New York City
NYC
Alexandra Champalimaud
The Plaza’s Legacy Suites get a contemporary upgrade with a chic Upper East Side apartment feel.
The whole world knows about The Plaza. It’s famous everywhere,” says Alexandra Champalimaud. Her eponymous New York-based design firm was commissioned to undertake the refurbishment of the 29 Legacy Suites, which debuted in June 2015.
The glamorous guest rooms are as much a part of the 110-year-old hotel’s DNA as its famous fictional resident, Eloise, and its address at the edge of Central Park. In fact, it was to that urban oasis that Champalimaud turned for inspiration. Not only do the suites face the park, their great door-like windows (grandfathered in from a time before hotel safety codes prevented such liberalities) also open out over its verdant splendor.
“The focal point is the view,” she says. “We’ve made sure that the windows stay clear of too much curtaining so the rooms feel bathed in light.” The decor, too, reflects the park in patterns of vegetation on the floor coverings, in small paintings of flowers and in the hidden botanical motifs on the underside of lampshades.
She also sought to turn the previously European-influenced suites into spaces that better represented modern Manhattan. “We brought a New York attitude to the renovation,” she says. “The idea was to make the experience entirely residential, something akin to a beautiful, sophisticated apartment on the Upper East Side.”

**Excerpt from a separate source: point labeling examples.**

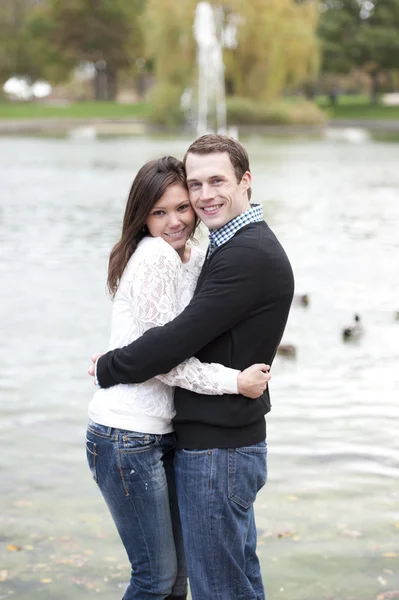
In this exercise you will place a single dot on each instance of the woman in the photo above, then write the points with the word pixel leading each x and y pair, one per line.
pixel 130 441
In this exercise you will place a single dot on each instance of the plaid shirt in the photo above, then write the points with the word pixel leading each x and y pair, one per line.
pixel 218 237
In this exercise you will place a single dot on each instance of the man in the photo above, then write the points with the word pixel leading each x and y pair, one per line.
pixel 236 317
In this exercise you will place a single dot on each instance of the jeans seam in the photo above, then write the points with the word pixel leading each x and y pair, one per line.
pixel 116 447
pixel 212 512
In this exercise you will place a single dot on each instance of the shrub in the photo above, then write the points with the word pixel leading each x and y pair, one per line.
pixel 165 105
pixel 244 111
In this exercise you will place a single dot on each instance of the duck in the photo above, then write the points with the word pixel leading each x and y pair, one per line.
pixel 354 331
pixel 288 350
pixel 302 299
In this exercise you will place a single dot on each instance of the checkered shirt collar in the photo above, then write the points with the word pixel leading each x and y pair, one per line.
pixel 218 237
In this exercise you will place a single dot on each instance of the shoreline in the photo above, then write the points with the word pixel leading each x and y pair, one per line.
pixel 103 126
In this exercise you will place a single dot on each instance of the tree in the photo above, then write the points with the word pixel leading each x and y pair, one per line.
pixel 104 32
pixel 277 47
pixel 363 34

Champalimaud achieved that feel by, in her words, “making the suites take themselves a little less seriously.” She brought in smaller furniture pieces to encourage freedom of movement; she took the formality out of the rooms’ artwork, replacing classic oil paintings with contemporary photographs of New York City Ballet costumes; and she creatively freshened up formerly stuffy staples, like the rooms’ heavy light fixtures and gilded headboards.
“When I walk into these suites now, I am overjoyed,” she says. “They’re not pretentious, but they’re glamorous. They’re essentially New York and The Plaza.”
GILDED THROWBACK
“Those of us who have known The Plaza over the years will remember the very strong, dominant headboard that existed in the previous rooms,” says Champalimaud. “We kept it, but we changed its attitude. We’ve maintained the beautiful gilding, which is so very much The Plaza, but we’ve added a beautiful pale blue leather. It went from a heavy, very adorned, take-me-very-seriously piece to something that is fresh and much more hip.”